I am a writer/director with an oeuvre of visually vibrant, culturally relevant and philosophically challenging films. As a graduate of both Australia’s National Film school (2018) and the Australian National University’s vaunted philosophy program (2009), my films have screened at festivals from Sydney to New York and been called “haunting” (Pilerats) “shamelessly wry” (Vice) and “nonchalantly chaotic” (RUSSH Magazine).

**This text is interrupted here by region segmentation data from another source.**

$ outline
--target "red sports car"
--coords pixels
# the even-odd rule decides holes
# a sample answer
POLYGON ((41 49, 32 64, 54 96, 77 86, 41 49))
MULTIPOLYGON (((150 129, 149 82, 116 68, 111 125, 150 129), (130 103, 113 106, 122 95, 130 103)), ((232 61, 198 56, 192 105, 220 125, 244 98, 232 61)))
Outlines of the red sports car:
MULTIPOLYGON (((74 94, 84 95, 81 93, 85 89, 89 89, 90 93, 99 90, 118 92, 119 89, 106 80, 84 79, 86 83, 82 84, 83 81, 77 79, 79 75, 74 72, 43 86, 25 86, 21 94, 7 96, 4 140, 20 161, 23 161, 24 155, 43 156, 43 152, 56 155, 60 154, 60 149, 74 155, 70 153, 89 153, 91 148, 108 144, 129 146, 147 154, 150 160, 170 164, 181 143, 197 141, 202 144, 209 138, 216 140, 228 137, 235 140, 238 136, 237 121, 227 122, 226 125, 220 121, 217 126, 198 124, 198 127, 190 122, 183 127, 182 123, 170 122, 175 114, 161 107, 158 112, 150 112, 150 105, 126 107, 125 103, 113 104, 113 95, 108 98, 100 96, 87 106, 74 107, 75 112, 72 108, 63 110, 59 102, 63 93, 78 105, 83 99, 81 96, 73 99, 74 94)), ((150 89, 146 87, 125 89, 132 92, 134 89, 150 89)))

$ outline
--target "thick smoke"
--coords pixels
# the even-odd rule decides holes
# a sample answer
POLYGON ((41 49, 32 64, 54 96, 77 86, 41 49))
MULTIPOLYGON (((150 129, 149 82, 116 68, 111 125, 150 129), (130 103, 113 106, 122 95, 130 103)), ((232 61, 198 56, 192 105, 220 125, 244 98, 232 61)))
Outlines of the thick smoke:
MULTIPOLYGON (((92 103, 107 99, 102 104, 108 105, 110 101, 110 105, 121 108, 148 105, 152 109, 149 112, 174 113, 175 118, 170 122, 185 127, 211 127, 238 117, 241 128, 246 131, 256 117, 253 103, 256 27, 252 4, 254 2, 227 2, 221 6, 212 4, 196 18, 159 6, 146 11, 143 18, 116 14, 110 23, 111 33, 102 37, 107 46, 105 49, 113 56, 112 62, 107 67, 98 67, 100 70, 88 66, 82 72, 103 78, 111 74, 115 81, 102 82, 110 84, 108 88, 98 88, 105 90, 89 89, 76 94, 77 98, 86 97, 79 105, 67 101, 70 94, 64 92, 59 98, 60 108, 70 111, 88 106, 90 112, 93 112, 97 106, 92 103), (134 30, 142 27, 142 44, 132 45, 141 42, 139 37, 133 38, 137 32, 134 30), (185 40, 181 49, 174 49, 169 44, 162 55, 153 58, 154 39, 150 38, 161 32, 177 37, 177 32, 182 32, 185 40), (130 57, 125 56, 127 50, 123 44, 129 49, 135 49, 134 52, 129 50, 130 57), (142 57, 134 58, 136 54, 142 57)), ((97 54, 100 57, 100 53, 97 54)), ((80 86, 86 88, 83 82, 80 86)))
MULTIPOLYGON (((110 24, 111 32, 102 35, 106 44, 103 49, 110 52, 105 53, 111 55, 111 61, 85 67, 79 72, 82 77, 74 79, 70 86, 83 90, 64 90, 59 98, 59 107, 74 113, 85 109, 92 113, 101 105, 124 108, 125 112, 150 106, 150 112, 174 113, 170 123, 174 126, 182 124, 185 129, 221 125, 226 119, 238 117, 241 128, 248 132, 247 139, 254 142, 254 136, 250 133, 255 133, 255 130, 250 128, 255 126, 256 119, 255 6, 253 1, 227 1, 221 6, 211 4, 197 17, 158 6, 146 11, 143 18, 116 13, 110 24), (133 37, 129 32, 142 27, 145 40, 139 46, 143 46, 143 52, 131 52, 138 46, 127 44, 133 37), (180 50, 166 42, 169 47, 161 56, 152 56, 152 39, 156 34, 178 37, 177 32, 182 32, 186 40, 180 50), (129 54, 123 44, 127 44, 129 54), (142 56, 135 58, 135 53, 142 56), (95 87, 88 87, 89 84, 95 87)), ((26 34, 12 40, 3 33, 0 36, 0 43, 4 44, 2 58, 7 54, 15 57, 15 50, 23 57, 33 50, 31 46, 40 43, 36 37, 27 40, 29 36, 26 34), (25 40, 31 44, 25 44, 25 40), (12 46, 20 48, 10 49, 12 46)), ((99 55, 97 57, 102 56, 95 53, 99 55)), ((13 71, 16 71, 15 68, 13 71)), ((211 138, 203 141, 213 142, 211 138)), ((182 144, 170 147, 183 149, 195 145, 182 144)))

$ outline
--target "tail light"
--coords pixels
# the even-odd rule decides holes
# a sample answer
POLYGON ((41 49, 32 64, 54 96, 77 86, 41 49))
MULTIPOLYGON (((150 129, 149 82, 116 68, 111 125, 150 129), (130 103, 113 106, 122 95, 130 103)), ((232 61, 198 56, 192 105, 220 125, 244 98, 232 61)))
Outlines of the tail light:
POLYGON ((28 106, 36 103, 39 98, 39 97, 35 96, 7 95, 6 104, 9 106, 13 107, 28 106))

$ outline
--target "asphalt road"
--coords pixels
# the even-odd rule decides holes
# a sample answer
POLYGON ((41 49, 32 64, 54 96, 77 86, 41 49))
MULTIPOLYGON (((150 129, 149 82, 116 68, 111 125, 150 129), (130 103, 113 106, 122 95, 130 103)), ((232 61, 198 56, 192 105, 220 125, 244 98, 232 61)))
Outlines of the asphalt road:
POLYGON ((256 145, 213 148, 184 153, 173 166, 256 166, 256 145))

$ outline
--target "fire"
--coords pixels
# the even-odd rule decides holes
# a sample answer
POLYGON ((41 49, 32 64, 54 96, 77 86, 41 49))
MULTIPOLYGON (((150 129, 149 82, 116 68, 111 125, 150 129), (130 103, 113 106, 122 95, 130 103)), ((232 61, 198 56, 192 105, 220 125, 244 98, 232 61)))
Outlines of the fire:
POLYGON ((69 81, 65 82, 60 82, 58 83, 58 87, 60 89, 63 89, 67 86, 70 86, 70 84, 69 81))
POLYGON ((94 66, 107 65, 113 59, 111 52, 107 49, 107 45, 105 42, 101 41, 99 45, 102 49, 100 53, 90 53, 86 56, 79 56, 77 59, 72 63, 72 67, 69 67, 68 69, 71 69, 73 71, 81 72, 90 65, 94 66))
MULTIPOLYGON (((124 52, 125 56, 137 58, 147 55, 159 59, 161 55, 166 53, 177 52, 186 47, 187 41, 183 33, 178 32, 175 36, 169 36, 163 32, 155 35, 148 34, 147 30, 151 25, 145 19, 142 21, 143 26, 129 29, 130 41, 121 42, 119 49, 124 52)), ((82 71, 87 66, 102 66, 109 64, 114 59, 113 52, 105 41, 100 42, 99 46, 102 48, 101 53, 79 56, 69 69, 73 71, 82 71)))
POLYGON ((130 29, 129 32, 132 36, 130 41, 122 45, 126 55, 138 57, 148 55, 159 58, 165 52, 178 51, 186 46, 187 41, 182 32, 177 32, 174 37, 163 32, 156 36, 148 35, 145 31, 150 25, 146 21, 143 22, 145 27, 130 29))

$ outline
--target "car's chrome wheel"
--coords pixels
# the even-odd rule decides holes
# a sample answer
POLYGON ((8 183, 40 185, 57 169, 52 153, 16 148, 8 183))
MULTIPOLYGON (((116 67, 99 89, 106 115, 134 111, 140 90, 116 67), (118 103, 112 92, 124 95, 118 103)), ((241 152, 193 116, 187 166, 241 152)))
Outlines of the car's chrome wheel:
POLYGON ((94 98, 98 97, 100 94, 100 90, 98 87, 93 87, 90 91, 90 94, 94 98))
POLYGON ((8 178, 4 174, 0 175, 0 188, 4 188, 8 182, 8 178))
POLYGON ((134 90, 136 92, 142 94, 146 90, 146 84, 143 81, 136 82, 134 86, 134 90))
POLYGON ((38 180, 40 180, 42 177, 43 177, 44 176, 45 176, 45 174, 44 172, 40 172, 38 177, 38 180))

I never made it to my film school interview because the night before, and at my year 12 graduation, someone in the audience yelled boring as my short film projected to a room of 300 teenagers. To truly figure out why I would make such ‘boring’ work I instead pursued an undergraduate degree in philosophy which, a decade later, provides an existential backbone to my work.

In my work I try to authentically render my experience as a woman, being gendered and subject to a cultural force of disregard for the ‘feminine’. This type of exploration is still surprisingly rare in Australian cinema and the hunger for such inquiry has blown out since #MeToo.

An Athlete Wrestling a Python is my most successful film to date, it pushes the viewer to think about the film, ever sharpening the focus on a female force. Underpinned by it’s meta-narrative, the existential wander see’s me building on my philosophical tendencies and cinematic aesthetic. Late last year it was released online with New York’s premiere indie short film streamer NoBudge and subsequently made the top films of 2021, described as ‘an incisive, darkly comedic character study’.